La camicia di lino e i mocassini alla “caprese”, infatti, azzeccano poco con il sangue caldo e “alla buona” dei napoletani: anzi, si ha l’impressione – gironzolando per le stradine costeggiate dalla case intonacate di bianco – di trovarsi in un set cinematografico studiatissimo e cesellato come un presepe svizzero.

Anacapri, la seconda altura che si scorge nel paesaggio, rivela sentieri ciottolati meno battuti, ma – nonostante il termometro sfiori i 40 gradi – la città sembra congelata sotto il sole meridiano, pronta a svelarsi solo al turista disposto a sganciare qualche centone.

La prassi dello sfruttamento del visitatore dei faraglioni condanna la vista mozzafiato a una patina indelebile di falsità. Per risvegliarsi dalla sceneggiatura nella quale sembriamo solo marionette, torniamo sulla costa e ci incamminiamo verso il fiordo di Crapolla.

La leggenda narra che vi approdò san Pietro nel suo viaggio verso Roma e perciò, qualche secolo dopo, i monaci benedettini ci costruirono un’abbazia. Oggi rimane un sacello dal frontone latino, qualche rovina romana e una conca di mare vergine. Per arrivarci servono scarpe da tennis, 45 minuti di passo e 700 gradini da scendere, ma il risultato è assicurato.

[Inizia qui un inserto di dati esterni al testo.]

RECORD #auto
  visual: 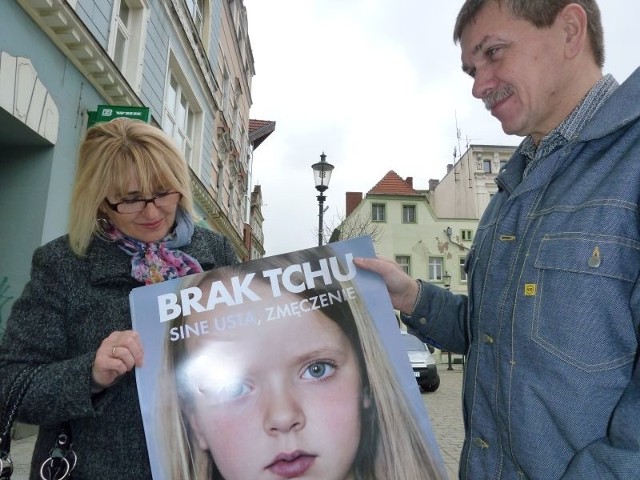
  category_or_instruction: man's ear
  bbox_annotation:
[556,3,588,58]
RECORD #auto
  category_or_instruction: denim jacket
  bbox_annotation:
[403,69,640,480]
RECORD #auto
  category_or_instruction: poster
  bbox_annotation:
[130,237,447,480]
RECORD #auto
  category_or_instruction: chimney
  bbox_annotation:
[346,192,362,217]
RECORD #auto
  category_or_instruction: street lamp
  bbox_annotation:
[311,152,333,246]
[442,271,451,290]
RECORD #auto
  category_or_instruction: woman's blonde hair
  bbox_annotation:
[157,246,447,480]
[69,118,193,256]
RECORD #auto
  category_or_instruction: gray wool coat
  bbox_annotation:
[0,227,237,480]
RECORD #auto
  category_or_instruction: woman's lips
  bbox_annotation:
[267,452,316,478]
[141,219,162,230]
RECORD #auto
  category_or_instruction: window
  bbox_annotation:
[162,62,202,176]
[460,257,467,283]
[428,257,443,282]
[187,0,204,34]
[107,0,148,91]
[402,205,416,223]
[371,203,387,222]
[396,255,411,275]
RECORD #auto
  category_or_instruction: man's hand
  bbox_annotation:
[353,257,418,315]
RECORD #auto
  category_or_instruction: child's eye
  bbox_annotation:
[302,362,336,380]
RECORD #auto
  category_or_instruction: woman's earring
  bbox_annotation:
[95,217,114,242]
[362,387,371,408]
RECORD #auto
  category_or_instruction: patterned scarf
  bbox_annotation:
[107,208,202,285]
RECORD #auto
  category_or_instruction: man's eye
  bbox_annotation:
[487,47,501,58]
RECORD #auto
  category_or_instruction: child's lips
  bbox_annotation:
[266,451,316,478]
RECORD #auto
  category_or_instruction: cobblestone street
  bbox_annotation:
[422,364,464,479]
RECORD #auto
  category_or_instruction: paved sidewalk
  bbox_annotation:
[11,364,464,480]
[422,364,464,480]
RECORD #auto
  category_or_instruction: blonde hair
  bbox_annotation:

La sera ci rifugiamo nell’ultima trattoria, sopravvissuta a locali per turisti, in grado di cucinare le vere ricette napoletane secondo la tradizione otto-novecentesca: Toni ci racconta la sua scelta di resistenza umile e dignitosa fino a notte fonda. In due ore lui – contadino e chef col suo stesso orto, lavoratore per 12 ore al giorno – riscatta un popolo e la sua cultura.

Io, mentre lo ascolto non ho più dubbi: in aliscafo non si va in paradiso, per salire l’unico modo è prendere le scale.